Oil-Free Roasted Garlic & Red Pepper

  1. First, roast your red pepper and garlic. Slice the top off your garlic (so insides are exposed) and slice and remove the insides of the red pepper. Place in an oven safe dish, and add about an inch of water.

  2. Roast garlic and red pepper at 400F for about 30 minutes or until the veggies are tender and the skins begin to brown.
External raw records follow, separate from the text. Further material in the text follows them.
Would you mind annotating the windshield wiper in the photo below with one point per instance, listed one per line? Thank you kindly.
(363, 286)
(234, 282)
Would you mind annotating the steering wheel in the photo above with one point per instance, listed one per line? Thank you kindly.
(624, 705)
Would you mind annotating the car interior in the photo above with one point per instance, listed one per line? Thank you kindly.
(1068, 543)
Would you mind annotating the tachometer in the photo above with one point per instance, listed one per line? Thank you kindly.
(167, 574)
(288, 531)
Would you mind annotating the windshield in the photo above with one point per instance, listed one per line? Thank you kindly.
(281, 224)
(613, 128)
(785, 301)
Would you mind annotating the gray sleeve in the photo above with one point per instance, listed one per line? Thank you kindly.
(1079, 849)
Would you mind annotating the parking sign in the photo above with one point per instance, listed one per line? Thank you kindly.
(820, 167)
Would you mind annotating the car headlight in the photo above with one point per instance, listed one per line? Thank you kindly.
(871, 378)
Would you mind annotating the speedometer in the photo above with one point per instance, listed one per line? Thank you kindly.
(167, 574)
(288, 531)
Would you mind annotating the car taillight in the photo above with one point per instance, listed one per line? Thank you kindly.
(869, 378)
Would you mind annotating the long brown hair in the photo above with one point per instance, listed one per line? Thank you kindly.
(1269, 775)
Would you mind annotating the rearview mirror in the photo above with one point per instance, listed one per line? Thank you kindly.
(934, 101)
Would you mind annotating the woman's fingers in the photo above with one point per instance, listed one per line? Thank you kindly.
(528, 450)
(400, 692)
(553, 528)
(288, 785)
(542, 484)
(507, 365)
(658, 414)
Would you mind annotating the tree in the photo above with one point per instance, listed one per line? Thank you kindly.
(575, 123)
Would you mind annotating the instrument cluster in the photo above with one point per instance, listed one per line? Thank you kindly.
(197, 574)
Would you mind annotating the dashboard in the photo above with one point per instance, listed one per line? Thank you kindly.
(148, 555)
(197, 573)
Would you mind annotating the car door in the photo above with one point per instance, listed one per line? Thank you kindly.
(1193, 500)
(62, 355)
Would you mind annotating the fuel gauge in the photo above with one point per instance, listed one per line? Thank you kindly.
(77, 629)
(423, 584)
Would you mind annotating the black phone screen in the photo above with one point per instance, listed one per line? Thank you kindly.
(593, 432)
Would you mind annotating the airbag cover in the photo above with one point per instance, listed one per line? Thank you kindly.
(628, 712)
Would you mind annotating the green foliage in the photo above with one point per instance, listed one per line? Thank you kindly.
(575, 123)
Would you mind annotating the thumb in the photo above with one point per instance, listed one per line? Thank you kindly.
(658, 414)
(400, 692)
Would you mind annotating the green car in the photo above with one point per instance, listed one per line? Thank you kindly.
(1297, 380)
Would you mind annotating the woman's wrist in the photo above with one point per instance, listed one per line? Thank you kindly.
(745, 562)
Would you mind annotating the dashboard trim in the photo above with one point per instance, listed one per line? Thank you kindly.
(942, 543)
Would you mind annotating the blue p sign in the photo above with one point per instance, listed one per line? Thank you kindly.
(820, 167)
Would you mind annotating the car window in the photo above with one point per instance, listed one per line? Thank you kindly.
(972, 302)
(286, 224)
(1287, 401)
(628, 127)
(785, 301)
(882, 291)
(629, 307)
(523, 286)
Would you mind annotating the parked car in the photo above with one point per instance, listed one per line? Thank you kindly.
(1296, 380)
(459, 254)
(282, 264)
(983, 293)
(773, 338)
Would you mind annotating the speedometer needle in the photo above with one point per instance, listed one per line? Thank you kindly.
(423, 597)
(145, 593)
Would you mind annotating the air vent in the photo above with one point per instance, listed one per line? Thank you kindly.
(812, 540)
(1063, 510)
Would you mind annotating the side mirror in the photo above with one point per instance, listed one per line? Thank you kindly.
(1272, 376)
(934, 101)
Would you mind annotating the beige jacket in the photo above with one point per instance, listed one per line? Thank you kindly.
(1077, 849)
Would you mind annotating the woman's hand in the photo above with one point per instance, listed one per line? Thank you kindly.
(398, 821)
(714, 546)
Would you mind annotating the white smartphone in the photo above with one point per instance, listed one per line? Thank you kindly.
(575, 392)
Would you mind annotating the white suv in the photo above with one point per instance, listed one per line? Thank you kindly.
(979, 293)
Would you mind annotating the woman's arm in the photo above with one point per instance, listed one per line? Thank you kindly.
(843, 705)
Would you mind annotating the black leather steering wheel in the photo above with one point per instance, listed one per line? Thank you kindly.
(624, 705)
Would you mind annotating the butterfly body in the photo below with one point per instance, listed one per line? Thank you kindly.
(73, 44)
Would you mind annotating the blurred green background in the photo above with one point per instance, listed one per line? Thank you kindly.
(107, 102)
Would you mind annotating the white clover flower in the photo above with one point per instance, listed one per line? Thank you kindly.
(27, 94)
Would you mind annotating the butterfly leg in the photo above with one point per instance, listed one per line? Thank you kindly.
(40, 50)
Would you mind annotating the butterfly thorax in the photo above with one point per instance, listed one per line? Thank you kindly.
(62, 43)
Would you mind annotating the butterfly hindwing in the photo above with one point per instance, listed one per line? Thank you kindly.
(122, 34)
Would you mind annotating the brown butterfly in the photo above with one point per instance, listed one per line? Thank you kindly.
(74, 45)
Let cool for 20 minutes, then peel garlic and remove the red pepper skins for the next step.

For the Hummus

  1. In your food processor with the blade attachment, combine the lemon juice, apple cider vinegar, sesame seeds, roasted garlic, roasted red pepper, salt, paprika, turmeric, and process until well combined.  *For oil-free hummus, sub the oil for a few tablespoons of aquafaba*

  2. Add chickpeas, and pulse until combined.

  3. With the machine running, drizzle in olive oil, and continue processing until smooth.

  4. Pour into serving container. Garnish with a few drops of olive oil, and a dusting of turmeric and paprika, if you wish. (You'll want to skip the olive oil if you're making it oil-free. )

Recipe Notes

**If you don't feel like roasting veggies, you can sub 3/4 cup jarred roasted red pepper and 2 tbsp crushed roasted garlic for freshly roasted.